There's a difference between innovation and experimentation
There's a difference between innovation and experimentation

Go to any channel-focused conference, and you'll notice that "innovation" is much more than just a buzzword. It's an infatuation, an aspiration.

Motivational speakers hold business leaders enraptured when they talk about growing or improving businesses, and step one is "innovate," or "change the world."

Certainly there's a lot to be said for the swashbuckling "fail-quickly-and-fail-often" mindset, but a recent article in the Harvard Business Review warns that this tack, as well as strategies that take too long to develop and implement both fail to remain flexible. And flexibility may be the most valuable trait a truly innovative business can have.

In a shortsighted drive to innovate immediately, companies can innovate their way right into bankruptcy. "Unsuccessful experiments are demoralizing and costly, draining an organization of critical resources, and they can hasten a company’s decline," HBR explains. "They set up a form of downward spiral, in which failure exacerbates performance weakness, leading to greater desperation for innovations, whose failure further worsens the situation."

The authors cite a study that found "a significant percentage of companies spiraling toward bankruptcy were characterized by extreme vacillations in strategy, suggesting that they were trying to innovate their way out of decline and were being driven toward increasingly risky experiments."

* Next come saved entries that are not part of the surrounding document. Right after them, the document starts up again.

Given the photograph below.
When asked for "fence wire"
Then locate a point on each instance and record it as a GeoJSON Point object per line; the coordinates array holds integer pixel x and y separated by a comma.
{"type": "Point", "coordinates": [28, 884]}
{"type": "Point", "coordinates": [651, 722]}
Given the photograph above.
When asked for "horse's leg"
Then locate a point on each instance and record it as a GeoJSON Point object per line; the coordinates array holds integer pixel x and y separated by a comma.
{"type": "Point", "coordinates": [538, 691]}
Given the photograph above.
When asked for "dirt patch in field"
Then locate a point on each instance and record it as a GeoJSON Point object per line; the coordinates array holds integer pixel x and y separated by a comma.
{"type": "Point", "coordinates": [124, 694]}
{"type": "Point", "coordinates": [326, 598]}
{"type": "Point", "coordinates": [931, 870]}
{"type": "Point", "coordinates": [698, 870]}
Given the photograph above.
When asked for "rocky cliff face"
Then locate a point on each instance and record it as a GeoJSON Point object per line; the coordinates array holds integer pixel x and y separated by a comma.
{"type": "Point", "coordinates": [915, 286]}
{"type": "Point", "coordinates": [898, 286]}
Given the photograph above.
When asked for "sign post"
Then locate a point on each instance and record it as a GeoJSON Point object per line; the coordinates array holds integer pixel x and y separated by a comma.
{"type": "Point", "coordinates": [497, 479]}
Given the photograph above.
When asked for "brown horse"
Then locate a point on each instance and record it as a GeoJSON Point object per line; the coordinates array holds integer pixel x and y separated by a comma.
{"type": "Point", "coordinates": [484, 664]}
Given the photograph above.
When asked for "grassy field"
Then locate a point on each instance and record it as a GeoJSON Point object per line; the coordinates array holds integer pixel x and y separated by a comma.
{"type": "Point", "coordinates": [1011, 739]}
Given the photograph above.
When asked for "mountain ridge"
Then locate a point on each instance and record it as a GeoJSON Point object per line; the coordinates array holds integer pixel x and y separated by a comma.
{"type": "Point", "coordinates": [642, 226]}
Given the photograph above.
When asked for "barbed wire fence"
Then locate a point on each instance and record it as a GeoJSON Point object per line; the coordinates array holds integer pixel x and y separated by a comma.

There's an important difference between innovation and experimentation, and it seems to get lost in the hype surrounding the cult of the genius innovator. Sure, that genius may innovate via a bolt-from-the-blue, but workaday innovation comes incrementally, from tinkerers, from folks who do the same thing the same way every day, recognize where and how small changes can be made and maintain the flexibility to make those changes without upending the business.